Has ANYONE been in a situation like this - or am I just really screwed up and issuey and there is no hope for me OR this relationship?!???? Can this relationship ACTUALLY be mended (I tell myself it can since he is in counseling) or am I just looking for more excuses!!!! Anyone out there that can relate or give me some wisdom?!?!? I am so lost and so hurt and so scared right now. I am just GLAD he's gone for 2 days - but it doesn't seem long enough!!!! I see my counselor tomorrow and I am praying he gets an overtime shift!

iVillage Member
Registered: 09-29-2005
Mon, 04-03-2006 - 6:33pm

First and foremost, Wings:


THIS IS NOT YOUR FAULT.

 

iVillage Member
Registered: 10-05-2004
Tue, 04-04-2006 - 11:48am

None of this is your fault. At all. He would dearly love for you to THINK it is, because that would reinforce his worldview that he can never be wrong, but it isn't.

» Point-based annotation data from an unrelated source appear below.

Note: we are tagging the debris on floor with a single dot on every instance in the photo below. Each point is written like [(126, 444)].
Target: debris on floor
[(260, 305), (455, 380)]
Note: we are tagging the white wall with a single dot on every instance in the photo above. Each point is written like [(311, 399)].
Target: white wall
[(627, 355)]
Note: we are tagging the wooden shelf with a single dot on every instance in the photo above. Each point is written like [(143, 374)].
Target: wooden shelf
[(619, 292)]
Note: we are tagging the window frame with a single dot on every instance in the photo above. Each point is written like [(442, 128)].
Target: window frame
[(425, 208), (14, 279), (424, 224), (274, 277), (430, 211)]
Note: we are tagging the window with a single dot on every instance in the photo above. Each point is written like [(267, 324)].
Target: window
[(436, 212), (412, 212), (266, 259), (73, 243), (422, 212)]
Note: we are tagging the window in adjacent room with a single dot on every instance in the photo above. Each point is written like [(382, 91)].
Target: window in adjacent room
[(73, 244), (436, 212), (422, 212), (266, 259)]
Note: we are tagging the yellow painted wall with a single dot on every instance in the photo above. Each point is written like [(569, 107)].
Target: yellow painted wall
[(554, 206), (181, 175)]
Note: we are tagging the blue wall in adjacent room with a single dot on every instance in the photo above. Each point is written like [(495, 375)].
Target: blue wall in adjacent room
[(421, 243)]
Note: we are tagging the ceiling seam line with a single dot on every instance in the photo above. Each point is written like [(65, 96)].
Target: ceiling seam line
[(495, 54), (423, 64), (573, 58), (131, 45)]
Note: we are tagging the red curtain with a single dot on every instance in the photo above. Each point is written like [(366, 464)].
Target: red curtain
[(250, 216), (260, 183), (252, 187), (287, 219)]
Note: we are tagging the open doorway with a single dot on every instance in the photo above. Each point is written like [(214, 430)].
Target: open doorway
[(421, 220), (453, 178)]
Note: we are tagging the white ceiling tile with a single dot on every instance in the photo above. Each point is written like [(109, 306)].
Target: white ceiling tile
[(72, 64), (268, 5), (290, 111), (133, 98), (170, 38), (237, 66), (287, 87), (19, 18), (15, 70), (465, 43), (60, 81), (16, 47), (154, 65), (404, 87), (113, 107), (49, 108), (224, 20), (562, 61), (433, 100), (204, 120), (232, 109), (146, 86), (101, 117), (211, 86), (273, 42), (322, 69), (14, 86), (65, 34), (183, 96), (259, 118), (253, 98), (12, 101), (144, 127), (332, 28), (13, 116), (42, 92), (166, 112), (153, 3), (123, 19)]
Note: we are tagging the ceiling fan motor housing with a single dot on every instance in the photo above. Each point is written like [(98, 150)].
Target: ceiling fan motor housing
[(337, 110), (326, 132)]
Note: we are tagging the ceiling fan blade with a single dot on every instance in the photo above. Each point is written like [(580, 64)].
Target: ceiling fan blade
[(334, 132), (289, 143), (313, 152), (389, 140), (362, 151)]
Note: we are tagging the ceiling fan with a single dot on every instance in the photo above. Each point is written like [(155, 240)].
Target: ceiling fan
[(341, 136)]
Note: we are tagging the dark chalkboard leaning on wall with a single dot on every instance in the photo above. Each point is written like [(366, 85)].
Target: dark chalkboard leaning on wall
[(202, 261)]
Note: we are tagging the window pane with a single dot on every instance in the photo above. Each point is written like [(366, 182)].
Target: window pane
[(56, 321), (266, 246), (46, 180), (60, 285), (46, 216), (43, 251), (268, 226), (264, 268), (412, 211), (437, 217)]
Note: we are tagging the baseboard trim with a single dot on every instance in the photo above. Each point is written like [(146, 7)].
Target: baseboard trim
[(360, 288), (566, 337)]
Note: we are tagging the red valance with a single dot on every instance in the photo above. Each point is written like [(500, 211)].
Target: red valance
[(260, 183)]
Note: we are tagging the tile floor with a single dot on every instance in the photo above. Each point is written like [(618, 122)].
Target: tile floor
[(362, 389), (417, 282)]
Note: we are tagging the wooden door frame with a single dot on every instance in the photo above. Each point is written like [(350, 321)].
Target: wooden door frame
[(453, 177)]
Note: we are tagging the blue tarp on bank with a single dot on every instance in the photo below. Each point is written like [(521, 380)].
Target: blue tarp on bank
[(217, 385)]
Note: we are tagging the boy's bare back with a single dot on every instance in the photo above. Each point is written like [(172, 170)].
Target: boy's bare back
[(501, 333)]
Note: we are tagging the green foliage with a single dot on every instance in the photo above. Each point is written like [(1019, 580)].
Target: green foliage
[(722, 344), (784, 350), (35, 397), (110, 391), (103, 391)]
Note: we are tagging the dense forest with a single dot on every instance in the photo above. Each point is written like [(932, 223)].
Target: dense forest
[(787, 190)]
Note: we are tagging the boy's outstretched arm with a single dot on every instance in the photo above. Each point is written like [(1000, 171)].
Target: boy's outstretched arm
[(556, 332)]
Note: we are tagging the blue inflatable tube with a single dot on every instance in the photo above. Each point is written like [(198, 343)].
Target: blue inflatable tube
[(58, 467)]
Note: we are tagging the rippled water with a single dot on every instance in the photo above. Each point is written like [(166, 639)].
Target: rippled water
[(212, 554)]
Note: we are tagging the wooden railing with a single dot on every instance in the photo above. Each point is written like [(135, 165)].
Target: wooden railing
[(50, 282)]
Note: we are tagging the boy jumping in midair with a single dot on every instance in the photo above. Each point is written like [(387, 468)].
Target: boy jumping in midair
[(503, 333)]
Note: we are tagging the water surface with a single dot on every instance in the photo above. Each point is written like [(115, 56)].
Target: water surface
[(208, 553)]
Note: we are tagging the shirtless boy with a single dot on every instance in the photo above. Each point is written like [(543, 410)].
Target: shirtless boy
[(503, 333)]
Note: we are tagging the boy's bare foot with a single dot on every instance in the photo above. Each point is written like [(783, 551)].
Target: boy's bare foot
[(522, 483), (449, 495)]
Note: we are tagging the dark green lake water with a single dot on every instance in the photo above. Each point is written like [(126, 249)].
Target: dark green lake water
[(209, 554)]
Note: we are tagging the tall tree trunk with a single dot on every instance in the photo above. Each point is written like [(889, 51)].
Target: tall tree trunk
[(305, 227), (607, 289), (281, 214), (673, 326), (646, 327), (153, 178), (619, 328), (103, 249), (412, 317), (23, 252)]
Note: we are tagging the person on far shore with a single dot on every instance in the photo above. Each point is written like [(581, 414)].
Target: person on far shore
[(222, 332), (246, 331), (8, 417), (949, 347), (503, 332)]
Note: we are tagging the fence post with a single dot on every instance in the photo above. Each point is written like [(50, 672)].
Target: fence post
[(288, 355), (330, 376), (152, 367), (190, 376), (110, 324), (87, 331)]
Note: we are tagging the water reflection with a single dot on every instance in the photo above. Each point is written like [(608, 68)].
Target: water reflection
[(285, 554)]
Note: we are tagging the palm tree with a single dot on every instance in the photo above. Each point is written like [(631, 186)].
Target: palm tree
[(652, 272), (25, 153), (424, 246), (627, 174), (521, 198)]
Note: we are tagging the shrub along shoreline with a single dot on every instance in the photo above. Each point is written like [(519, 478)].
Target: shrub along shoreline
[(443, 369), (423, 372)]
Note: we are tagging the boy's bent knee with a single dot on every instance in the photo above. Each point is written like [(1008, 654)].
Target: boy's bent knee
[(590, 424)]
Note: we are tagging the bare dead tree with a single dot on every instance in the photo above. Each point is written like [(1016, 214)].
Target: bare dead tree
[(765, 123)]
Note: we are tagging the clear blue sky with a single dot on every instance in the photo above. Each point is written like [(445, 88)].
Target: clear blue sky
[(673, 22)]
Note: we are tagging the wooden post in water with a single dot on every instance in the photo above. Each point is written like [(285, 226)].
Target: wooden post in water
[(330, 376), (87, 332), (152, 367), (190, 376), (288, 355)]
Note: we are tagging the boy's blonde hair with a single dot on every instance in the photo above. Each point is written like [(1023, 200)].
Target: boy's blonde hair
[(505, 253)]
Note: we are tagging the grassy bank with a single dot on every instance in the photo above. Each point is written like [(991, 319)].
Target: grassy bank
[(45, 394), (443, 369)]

The snorting thing sounds all too familiar to me. Mine, while he didn't do that specifically, had a whole host of little annoying habits that he threw a fit if you corrected him on. My own belief is that it's part of a control thing, to see what they can get you to put up with before you snap.

You are not hopeless; as Gonna said, you've been conditioned, which is quite a different thing to being codependent. You are perfectly capable of having a healthy relationship; it's just not going to be possible to do so with this guy, who wouldn't know healthy if it bit him on the butt. I agree that the best thing to do is to call your local DV shelter, who can advise you on the best course of action in your area.